大腸がんの発症について研究している札医大医学部第一内科の豊田実講師らのグループが、
RASSF2という遺伝子が大腸がんの進行を抑える働きを持つことを発見し、二日までに
米国消化器病学会の専門誌(電子版)で公表した。大腸がんになると、この抑制遺伝子の機能
が消失している場合のあることが分かり、機能回復を促す新薬の開発が進めば、従来より副作
用が少ない治療法の開発が期待できるという。
細胞が増殖する場合、スイッチの役割を果たす「K−ras」という遺伝子がシグナルを送り、
増殖を促進するタンパク質に働きかける。大腸がんは、K−rasのスイッチが入ったままシグ
ナルを出し続け、細胞増殖が止まらない状態だ。
研究グループは、すでに解析された人間の全遺伝情報「ヒトゲノム」の中から、K−rasの
働きを制御する遺伝子を探していて、RASSF2の存在に着目。
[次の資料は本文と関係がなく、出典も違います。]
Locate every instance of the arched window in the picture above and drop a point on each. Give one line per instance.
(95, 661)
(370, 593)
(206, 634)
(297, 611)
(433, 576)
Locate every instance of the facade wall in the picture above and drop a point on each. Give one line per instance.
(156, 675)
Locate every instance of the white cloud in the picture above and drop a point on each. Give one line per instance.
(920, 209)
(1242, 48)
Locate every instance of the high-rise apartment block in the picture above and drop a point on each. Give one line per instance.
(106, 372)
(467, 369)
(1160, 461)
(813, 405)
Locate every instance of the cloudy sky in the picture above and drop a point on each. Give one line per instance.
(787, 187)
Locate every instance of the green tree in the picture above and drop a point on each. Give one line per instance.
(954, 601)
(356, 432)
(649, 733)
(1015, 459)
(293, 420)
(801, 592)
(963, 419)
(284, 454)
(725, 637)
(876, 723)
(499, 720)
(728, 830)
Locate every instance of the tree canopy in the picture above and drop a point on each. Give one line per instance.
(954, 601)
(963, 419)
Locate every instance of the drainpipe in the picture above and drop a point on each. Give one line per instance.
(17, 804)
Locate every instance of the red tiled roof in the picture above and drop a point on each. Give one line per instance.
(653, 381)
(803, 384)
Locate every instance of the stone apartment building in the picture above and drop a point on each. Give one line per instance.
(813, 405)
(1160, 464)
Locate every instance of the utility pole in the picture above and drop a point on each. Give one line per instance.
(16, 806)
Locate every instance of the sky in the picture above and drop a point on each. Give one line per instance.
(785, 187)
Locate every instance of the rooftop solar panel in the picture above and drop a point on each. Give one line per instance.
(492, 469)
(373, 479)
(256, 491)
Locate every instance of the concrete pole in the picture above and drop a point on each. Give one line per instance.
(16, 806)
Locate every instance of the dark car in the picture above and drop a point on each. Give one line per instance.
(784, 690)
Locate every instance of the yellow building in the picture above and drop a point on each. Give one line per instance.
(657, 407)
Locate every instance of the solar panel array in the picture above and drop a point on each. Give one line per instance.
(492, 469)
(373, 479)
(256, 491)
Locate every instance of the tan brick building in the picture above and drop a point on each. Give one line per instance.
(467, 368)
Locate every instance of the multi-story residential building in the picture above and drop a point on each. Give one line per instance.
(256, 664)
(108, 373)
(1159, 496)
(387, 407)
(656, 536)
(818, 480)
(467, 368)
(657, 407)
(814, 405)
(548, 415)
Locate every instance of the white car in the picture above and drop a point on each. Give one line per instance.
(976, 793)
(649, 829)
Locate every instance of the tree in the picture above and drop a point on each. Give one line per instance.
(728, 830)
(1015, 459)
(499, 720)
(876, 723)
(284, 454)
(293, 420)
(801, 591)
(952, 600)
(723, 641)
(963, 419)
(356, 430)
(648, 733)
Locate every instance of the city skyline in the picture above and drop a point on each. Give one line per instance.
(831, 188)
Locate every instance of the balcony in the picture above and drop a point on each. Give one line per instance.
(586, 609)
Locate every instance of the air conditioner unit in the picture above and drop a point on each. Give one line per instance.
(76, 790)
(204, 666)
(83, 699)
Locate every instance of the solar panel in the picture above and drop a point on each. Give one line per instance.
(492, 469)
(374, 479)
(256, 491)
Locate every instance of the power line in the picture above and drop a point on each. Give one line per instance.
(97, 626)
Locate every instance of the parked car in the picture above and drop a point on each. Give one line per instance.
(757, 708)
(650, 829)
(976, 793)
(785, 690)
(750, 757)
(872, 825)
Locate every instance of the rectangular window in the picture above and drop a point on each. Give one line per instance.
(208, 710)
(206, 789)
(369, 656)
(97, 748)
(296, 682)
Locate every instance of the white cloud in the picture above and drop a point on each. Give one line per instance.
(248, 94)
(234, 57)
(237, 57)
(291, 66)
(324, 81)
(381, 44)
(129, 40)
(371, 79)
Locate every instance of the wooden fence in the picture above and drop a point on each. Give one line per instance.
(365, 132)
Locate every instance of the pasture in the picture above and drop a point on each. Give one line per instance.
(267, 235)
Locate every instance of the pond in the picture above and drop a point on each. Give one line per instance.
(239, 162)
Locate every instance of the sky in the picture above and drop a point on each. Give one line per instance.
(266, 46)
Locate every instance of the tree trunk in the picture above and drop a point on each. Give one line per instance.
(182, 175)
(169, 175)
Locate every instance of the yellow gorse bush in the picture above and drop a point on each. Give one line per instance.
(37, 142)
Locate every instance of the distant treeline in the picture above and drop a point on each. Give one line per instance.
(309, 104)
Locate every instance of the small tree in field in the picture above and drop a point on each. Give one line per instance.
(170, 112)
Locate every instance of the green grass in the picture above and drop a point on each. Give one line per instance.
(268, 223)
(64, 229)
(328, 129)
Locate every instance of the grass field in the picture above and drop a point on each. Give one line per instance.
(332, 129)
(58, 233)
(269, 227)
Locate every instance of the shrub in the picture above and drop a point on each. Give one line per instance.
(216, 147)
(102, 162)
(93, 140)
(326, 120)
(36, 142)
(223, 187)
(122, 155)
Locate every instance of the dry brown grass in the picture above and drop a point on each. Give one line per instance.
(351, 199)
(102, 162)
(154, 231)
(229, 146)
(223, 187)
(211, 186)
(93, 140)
RASSF2は、K−ras
が活性化するとくっついてシグナルを出すのをやめさせ、増殖にブレーキをかけたり、細胞死を
進めたりしていることを突き止めた。同時に、大腸がんの約半分で、遺伝子の機能を消失させる
「メチル化」が起き、RASSF2が働いていないことも判明した。
すでに米国では、メチル化した遺伝子を正常な状態に戻す新薬の研究が進んでいる。新薬の
開発が進めば、RASSF2の機能を回復し、大腸がんの進行を食い止めることが可能になる
という。
新薬は、細胞そのものを死滅させる抗がん剤や放射線療法などに比べ、副作用が少ないとみら
れている。
研究グループの同大医学部第一内科の秋野公臣医師(33)は「今回の研究成果が、患者の
負担を減らす新薬の開発につながってほしい。さらに研究が進めば、大腸がんだけでなく、
他のがんにも応用できる可能性がある」と話している。
札医大と米ジョンズホプキンス大の共同研究グループは昨年、大腸がんの初期段階でも、同じ
ように細胞増殖を抑制する遺伝子の存在と、その機能消失の関係を解明している。